A successful new routine
Since the beginning of the fall semester 2020, the Carnegie Mellon School of Music Eurhythmics classes have met outside on The Cut, the large lawn in front of the College of Fine Arts building. The school purchased FM receivers for each of the 100+ students enrolled in the Eurhythmics classes. The students arrive to the Cut donning headphones and their small FM receiver and I have a full rig set-up to both broadcast video and audio over Zoom for the students working remotely and a second audio feed for the students on the field. The FM broadcast allows the students outside on the field to receive a close, intimate, high-fidelity audio support directly into their ears. This allows us to bypass the rock-concert aesthetic and permits me to perform with a full range of dynamics and articulation. The passers-by are somewhat mystified as to the goings-on as none of the sound is amplified outside of the FM radio feed. They can see the students moving around but are often at a loss as to how they know to synchronize and collaborate on what appears to be a silent field. The students are close enough to feel the community and the shared experience of chamber music, yet distant enough to reduce fears of infection in the fresh air. The plan is to continue as many outside FM radio classes as possible until the weather makes the experience too cold to be productive. 
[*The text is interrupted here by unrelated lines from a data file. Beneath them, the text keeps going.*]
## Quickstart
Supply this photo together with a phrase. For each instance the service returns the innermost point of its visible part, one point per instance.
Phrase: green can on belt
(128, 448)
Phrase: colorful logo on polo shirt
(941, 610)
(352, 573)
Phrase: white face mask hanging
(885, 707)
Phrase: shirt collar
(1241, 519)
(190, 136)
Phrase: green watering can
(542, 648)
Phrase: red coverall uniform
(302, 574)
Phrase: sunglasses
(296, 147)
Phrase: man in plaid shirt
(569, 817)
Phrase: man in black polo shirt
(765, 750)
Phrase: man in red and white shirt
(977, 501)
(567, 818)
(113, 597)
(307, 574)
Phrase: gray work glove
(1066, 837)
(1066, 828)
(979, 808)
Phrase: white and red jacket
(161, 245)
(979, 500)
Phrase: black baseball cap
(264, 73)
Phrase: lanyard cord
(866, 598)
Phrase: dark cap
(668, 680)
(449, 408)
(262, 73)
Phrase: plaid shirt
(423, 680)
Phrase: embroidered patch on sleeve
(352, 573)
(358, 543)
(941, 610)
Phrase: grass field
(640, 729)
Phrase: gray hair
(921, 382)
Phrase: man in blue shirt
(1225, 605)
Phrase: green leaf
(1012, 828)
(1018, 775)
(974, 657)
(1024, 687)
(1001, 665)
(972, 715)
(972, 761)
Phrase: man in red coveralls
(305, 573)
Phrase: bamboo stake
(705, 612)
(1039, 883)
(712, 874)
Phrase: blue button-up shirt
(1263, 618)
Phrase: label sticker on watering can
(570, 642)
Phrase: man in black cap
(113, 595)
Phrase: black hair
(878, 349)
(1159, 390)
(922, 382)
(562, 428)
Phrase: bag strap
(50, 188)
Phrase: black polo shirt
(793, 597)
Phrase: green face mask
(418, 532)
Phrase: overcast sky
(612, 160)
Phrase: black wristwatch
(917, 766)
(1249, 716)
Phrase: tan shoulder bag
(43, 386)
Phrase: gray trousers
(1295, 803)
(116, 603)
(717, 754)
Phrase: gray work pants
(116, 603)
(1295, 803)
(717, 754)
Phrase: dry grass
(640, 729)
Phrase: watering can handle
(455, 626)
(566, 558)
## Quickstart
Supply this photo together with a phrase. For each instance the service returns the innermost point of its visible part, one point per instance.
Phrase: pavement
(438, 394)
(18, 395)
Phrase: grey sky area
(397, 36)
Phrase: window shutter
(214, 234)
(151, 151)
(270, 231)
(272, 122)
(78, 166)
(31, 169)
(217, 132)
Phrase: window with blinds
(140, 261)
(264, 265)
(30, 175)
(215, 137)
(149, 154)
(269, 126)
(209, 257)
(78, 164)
The next plan is to host LATE NIGHT EURHYTHMICS. I am looking at a date this week where we will all meet on the lawn in the dark, glow sticks, sparklers, and light-up tennis balls in tow....stay tuned for some pictures!!
    

Here we are working on a simple right-hand/left-hand 'follow'. The students are attempting to step the rhythm of my left hand and clap the rhythm of my right hand. I repeat patterns independently in each hand and then evolve the patterns without any cue. The students have to listen, entrain, and adjust as the rhythms in my hands evolve. 
 
Here we are working through a classic echo game. I sing and play a one bar pattern, the students conduct the meter, sing the echo, and step the rhythm that they are singing. 

the set-up

the rig!

 
my classroom

the College of Fine Arts building (1903, Henry Hornbostel architect)

my classroom (Pitt Cathedral of Learning in the distance) 

 

The weather in Pittsburgh is ALWAYS sunny and 72°.